Polêmica da
Estabilidade
O item "5.8" da NR-5 do MTE traz o seguinte
texto:
"É vedada a dispensa arbitrária ou sem justa causa
do empregado eleito para cargo de direção de
Comissões Internas de Prevenção de Acidentes desde
o registro de sua candidatura até um ano após o
final de seu mandato."
Agora, perguntamos:
Qual a finalidade da estabilidade garantida pela
referida norma?
Quando o legislador inseriu o item acima,
certamente, seu objetivo era de preservar o membro
da CIPA diante de sua atuação na CIPA, uma vez que
essa atuação tenha potencial de lhe expor em
situações de disputa e discussão durante a gestão
da CIPA. Tecnicamente é uma visão perfeita e
objetiva garantir livre atuação dos membros da
CIPA na condução dos trabalhos.
O fato é que essa garantia é mal interpretada por
empresas e até por empregados que buscam uma
colocação como membro da CIPA.
É importante lembrar que a CIPA possui como
objetivo a prevenção de acidentes e doenças do
trabalho, mas muitos trabalhadores vêem na
"estabilidade" do membro da CIPA uma oportunidade
de garantir seu emprego assim como a empresa
possui uma visão (erronia) de que o membro da CIPA
é a pessoa que tem potencial de atrapalhar seu
processo produtivo ou desempenho em termos de
lucro. Assim, a empresa vê na estabilidade um
problema.
O esclarecimento do assunto é sempre a melhor
saída. Os profissionais do SESMT que são os
responsáveis pela informação nesse assunto possuem
o dever de orientar empresas e trabalhadores a
respeito da estabilidade garantida pela NR-5 e seu
real objetivo.
- A empresa pode dispensar um funcionário,
membro da CIPA e abrangido pelo item "5.8" que
lhe dá o direito à estabilidade?
Resposta: Depende.

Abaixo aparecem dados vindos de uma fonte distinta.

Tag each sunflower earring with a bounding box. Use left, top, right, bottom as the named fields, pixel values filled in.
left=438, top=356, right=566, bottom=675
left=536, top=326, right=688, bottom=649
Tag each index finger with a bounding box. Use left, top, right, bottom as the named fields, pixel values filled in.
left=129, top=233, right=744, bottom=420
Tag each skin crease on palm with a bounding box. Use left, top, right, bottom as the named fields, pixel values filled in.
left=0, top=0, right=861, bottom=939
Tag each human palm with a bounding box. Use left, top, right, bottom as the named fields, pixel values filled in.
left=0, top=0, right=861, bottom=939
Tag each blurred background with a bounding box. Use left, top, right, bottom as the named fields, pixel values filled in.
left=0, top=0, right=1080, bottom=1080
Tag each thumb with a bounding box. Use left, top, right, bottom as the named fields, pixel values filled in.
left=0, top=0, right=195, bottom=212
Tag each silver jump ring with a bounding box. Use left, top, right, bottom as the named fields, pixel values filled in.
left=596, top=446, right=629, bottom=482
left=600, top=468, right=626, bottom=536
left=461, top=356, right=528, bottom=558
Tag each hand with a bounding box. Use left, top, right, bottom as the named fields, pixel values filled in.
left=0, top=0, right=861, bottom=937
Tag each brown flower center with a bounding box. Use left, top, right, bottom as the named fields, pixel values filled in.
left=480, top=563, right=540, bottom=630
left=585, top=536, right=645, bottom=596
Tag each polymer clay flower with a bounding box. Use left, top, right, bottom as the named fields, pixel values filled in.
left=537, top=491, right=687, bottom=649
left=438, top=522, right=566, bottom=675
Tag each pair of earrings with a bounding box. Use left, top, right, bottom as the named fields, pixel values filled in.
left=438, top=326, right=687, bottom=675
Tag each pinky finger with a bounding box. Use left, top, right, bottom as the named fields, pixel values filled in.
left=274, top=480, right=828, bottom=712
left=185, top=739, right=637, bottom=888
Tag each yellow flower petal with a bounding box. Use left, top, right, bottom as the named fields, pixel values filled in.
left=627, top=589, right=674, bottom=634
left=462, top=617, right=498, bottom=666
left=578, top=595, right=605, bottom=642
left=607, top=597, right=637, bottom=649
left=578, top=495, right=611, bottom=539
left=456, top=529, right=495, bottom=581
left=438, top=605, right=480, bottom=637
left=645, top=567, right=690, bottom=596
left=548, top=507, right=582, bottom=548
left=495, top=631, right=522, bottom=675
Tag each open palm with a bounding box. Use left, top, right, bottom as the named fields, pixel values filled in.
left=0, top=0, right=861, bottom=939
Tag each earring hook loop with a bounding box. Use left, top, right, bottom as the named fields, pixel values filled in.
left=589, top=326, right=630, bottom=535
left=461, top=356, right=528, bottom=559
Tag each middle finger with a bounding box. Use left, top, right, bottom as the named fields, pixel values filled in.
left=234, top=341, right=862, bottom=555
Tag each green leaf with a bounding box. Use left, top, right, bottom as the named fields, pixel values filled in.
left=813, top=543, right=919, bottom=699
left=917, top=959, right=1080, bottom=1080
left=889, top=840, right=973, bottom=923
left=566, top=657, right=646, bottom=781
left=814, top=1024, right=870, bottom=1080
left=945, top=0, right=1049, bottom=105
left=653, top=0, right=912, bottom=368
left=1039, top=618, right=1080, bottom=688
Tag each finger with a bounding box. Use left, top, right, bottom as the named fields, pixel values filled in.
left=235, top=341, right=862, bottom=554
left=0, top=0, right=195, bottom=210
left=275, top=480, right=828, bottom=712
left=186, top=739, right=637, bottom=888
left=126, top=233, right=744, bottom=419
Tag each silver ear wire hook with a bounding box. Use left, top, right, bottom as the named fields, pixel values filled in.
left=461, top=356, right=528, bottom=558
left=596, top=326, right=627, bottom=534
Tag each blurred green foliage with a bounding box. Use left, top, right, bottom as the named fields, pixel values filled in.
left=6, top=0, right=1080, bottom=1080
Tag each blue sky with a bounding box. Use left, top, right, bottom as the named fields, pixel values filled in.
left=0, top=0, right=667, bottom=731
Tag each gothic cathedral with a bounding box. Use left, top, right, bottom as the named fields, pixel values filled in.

Se por "justa causa" sim. Se
o motivo se relacionar com a atuação do
trabalhador na CIPA ou ainda "sem justa causa" a
empresa não pode dispensá-lo.
- O interesse do empregado exclusivamente
pela estabilidade pode prejudicar sua atuação na
CIPA?
Claro. Sem sombra de dúvidas. Em pouco tempo seu
real interesse se tornará perceptível ao alcance
dos colegas, da empresa e da própria comissão.
- Qual a saída?
Orientar a empresa e os empregados. Cabe ao
profissional de SST essa função de esclarecedor.